Demandeurs d'asile à Angers
Lundi, 09 Janvier 2012 10:27

Jeudi 3 novembre, les élus angevins ont rencontré Claude Guéant. Le ministre de l'Intérieur leur a promis une meilleure répartition des flux migratoires à l'échelle régionale. Qu'en est-il ?
À l'automne dernier, Angers avait largement dépassé sa capacité d'accueil. Une situation critique qui obligeait les élus angevins à solliciter une rencontre avec le ministre de l'Intérieur. « Depuis, on est moins sous tension », admet Rose-Marie Véron, adjointe à l'Action sociale de la ville d'Angers, membre de la délégation.
« Au dernier trimestre 2011, nous avons enregistré une amélioration », indique Jean-François Fribault, directeur de l'Abri de la Providence. Son association est en charge de l'Espace accueil, une structure entièrement dévouée aux primo demandeurs d'asile. « La diminution des flux de nouveaux arrivants se vérifie plus précisément sur le dernier trimestre 2011 », constate-t-il. « De 900 demandeurs d'asiles l'an dernier en 2010, nous sommes revenus à un peu plus de 700 nouvelles en 2011. » Une baisse sensible. « Des personnes ont été réorientées en Sarthe et en Vendée.
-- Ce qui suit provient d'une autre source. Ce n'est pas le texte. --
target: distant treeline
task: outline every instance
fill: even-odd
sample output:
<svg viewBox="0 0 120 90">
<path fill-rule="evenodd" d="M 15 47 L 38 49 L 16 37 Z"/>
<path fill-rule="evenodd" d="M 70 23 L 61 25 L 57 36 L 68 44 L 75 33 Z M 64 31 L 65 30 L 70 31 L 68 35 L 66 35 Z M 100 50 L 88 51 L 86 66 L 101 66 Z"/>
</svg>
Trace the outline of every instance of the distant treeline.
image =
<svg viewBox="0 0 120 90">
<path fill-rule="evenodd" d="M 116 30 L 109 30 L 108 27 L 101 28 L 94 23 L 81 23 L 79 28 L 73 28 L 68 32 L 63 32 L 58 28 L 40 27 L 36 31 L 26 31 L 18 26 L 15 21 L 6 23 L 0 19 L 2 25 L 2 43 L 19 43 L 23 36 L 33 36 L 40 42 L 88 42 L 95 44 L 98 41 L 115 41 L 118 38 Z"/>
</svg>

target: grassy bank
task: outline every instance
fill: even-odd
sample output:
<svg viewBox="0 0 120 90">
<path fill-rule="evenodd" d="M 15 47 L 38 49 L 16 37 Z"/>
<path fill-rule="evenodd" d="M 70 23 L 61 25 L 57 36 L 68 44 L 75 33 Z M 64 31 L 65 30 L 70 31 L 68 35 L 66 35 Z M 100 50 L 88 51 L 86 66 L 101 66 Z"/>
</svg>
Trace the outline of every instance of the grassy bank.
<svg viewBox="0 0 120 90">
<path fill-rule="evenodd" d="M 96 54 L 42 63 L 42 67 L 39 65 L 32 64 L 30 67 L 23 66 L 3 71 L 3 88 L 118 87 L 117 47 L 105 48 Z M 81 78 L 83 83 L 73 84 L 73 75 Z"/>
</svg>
Ainsi qu'en Loire-Atlantique, un département lui aussi saturé. »
Concernant les procédures prioritaires, « nous n'avons pas la possibilité de réorienter les personnes concernées vers d'autres départements », explique Malika Glanny, de France terre d'asile. « Dans ce cas précis, il n'y a aucune amélioration », déplore-t-elle.
Angers, ville attractive
« Pour une estimation chiffrée, nous ferons un bilan fin janvier », indique Alain Rousseau, secrétaire général de la Préfecture. « La réorientation géographique est un élément important de l'amélioration de l'accueil des demandeurs d'asile », poursuit le fonctionnaire.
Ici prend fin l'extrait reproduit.